Turn security gaps into sales opportunities with weekly attack scenarios

Turn security gaps into sales opportunities with weekly attack scenarios

The files were public. For seven months. Nobody checked.

The scenario:

A developer needed to share a file with a contractor. They set the Azure blob container to public access. Uploaded the file. The contractor got it. 

The developer moved on to the next task. The container stayed public. For seven months, every file uploaded to that container was accessible to anyone with the URL. Client data. Backup files. Database exports.
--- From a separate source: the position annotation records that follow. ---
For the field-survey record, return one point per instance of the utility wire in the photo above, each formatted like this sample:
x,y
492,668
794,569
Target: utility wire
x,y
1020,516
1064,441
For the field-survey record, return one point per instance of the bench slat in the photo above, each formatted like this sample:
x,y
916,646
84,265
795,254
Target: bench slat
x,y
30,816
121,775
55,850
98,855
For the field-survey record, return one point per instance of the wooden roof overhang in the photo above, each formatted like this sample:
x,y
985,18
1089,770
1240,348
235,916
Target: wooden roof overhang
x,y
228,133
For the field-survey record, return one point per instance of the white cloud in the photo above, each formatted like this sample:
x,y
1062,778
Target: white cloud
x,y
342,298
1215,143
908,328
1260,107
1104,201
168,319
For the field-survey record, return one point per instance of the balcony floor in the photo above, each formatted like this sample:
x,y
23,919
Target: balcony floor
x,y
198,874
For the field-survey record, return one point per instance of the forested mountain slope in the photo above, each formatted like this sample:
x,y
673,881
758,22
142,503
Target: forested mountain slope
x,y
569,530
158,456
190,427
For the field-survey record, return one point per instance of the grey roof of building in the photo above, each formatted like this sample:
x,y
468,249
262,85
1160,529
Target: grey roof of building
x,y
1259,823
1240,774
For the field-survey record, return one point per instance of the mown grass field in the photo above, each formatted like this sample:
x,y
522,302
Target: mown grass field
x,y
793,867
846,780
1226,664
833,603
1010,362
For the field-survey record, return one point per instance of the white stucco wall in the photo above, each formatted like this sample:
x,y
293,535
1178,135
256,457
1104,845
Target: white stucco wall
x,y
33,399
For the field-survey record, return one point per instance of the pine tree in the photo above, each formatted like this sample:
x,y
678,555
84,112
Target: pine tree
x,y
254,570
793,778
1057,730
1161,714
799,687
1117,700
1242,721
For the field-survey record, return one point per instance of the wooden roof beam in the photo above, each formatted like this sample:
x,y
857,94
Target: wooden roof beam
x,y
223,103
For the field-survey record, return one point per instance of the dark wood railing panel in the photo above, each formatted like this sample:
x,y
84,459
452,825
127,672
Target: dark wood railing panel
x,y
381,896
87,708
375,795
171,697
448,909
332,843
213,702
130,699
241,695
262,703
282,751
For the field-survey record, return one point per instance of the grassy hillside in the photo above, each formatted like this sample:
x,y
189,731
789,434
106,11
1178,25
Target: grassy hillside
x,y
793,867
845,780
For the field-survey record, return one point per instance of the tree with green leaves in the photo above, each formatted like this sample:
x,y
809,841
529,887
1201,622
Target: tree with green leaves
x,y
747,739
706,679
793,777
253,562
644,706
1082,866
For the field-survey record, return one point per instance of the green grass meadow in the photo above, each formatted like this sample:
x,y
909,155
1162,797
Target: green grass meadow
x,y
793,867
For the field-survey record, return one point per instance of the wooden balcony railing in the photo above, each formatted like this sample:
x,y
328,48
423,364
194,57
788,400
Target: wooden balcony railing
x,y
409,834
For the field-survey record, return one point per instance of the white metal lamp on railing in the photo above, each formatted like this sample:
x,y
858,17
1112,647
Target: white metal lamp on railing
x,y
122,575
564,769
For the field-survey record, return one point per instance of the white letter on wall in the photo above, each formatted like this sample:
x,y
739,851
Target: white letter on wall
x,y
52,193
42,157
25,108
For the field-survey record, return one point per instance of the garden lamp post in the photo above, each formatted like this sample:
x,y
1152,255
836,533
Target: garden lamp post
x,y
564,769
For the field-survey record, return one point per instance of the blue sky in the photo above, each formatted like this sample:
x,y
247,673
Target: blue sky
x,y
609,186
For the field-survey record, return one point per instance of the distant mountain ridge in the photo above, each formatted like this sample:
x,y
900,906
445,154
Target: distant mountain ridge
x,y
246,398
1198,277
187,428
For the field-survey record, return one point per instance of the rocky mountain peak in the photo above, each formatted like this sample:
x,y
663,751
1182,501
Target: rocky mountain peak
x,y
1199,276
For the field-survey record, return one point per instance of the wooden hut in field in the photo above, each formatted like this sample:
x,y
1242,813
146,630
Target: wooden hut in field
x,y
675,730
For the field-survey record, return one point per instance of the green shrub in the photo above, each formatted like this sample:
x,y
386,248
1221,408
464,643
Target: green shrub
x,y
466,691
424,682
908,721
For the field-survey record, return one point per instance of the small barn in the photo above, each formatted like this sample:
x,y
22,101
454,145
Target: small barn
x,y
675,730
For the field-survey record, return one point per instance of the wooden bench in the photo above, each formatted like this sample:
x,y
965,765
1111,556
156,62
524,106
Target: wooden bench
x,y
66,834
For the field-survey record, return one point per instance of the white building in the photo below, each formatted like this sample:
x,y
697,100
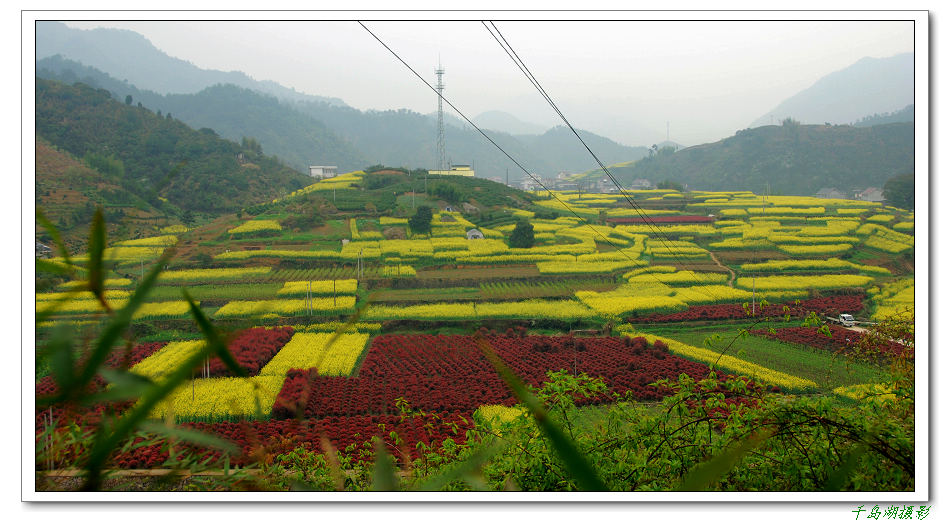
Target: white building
x,y
322,171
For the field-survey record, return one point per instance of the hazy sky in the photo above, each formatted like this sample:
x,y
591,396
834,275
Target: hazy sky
x,y
622,79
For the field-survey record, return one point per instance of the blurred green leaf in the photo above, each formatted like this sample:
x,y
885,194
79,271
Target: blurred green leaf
x,y
575,463
59,351
464,469
384,475
706,474
124,386
839,477
118,324
191,436
43,265
108,439
214,340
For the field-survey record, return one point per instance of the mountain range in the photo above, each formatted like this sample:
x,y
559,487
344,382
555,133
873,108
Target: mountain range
x,y
870,85
302,129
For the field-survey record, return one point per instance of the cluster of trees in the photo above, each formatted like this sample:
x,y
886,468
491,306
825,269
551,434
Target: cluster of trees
x,y
158,158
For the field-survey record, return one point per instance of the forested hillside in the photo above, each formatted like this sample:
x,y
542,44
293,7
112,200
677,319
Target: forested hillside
x,y
157,157
790,159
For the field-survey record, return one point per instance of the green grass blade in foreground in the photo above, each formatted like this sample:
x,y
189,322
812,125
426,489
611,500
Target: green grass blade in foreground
x,y
122,386
384,474
464,468
839,477
191,436
118,324
336,335
217,345
59,352
109,437
575,463
705,474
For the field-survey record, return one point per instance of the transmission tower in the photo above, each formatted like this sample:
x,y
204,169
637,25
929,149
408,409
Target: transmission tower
x,y
439,86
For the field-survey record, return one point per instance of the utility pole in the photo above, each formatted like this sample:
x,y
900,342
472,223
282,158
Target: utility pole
x,y
753,294
441,144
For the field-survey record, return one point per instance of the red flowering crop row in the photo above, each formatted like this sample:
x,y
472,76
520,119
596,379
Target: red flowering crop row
x,y
820,305
841,339
439,372
259,440
253,348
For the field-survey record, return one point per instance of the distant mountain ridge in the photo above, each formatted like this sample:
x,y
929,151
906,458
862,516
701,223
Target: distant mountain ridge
x,y
156,157
792,159
305,132
129,56
869,86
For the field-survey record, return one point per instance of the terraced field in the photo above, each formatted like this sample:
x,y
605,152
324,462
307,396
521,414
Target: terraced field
x,y
645,295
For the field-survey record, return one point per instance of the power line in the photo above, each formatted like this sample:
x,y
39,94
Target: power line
x,y
510,51
536,180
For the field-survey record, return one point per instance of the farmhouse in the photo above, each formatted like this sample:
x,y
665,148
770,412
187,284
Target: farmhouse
x,y
873,194
830,193
322,171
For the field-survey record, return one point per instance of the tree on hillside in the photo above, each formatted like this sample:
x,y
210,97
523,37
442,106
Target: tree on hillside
x,y
522,236
421,222
669,185
899,191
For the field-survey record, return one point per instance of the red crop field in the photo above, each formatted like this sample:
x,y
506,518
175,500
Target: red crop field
x,y
820,305
841,339
446,373
253,348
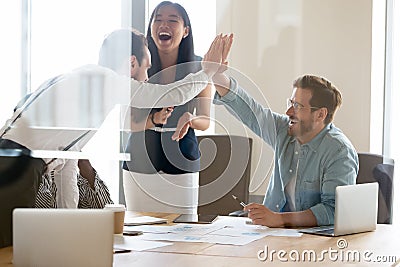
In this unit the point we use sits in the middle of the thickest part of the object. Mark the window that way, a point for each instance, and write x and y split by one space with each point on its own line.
10 54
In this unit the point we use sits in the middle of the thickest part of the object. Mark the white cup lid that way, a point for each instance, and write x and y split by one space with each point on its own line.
115 207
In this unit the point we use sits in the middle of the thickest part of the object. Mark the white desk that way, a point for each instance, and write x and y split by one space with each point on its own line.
382 242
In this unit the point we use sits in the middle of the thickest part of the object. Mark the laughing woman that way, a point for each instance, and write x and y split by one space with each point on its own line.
163 174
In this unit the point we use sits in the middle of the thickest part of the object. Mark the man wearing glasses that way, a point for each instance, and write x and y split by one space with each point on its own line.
312 156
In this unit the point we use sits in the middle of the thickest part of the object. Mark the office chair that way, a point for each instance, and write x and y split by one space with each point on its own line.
376 168
225 171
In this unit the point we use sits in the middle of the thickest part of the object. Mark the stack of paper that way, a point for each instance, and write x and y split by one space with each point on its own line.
143 220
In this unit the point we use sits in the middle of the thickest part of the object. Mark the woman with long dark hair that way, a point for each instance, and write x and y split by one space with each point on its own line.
163 173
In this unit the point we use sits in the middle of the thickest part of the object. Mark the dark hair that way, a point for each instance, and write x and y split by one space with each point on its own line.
186 47
324 93
112 52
All indexed by search engines. 


The attack:

STAGE 1: MISCONFIGURATION

Developer sets Azure Blob Storage container to "public access" for a one-time file share.

No process exists for reviewing container permissions after creation.

Container remains public. Additional files are uploaded over the following months.

STAGE 2: DISCOVERY

Automated scanner (used by security researchers and attackers alike) discovers the public container.

URL pattern is predictable: clientname.blob.core.windows.net/backups/

Scanner indexes 4,200 files including SQL database backups, CSV exports, and PDF contracts.

STAGE 3: DATA EXPOSURE

Database backups contain customer PII: names, emails, addresses, payment history.

CSV exports contain financial reconciliation data.

PDF contracts contain signed agreements with pricing and terms.

Total exposure: 47,000 customer records across 4,200 files.

STAGE 4: CONSEQUENCE

A security researcher reports the exposure to the company.

Regulatory notification required under GDPR (personal data of EU residents exposed).

ICO investigation opened. Substantial regulatory fine expected.

3 clients terminate contracts citing data protection concerns.


What stopped it:

A security researcher scanning for exposed Azure containers discovered the data and reported it through responsible disclosure. Without the report, the exposure would have continued indefinitely. 


How to defend against it:

  1. Enable Azure Policy to prevent public access on storage containers by default

  2. Run weekly automated scans for publicly accessible cloud storage

  3. Implement a cloud security posture management (CSPM) tool

  4. Require approval workflows for any storage permission change

  5. Review all storage container permissions monthly

  6. Use time-limited shared access signatures (SAS tokens) instead of public access

  7. Enable Azure Defender for Storage to alert on anonymous access

-

The developer solved their problem in 30 seconds. It took 7 months for anyone to notice the door they left open. 

Run a cloud storage audit this week.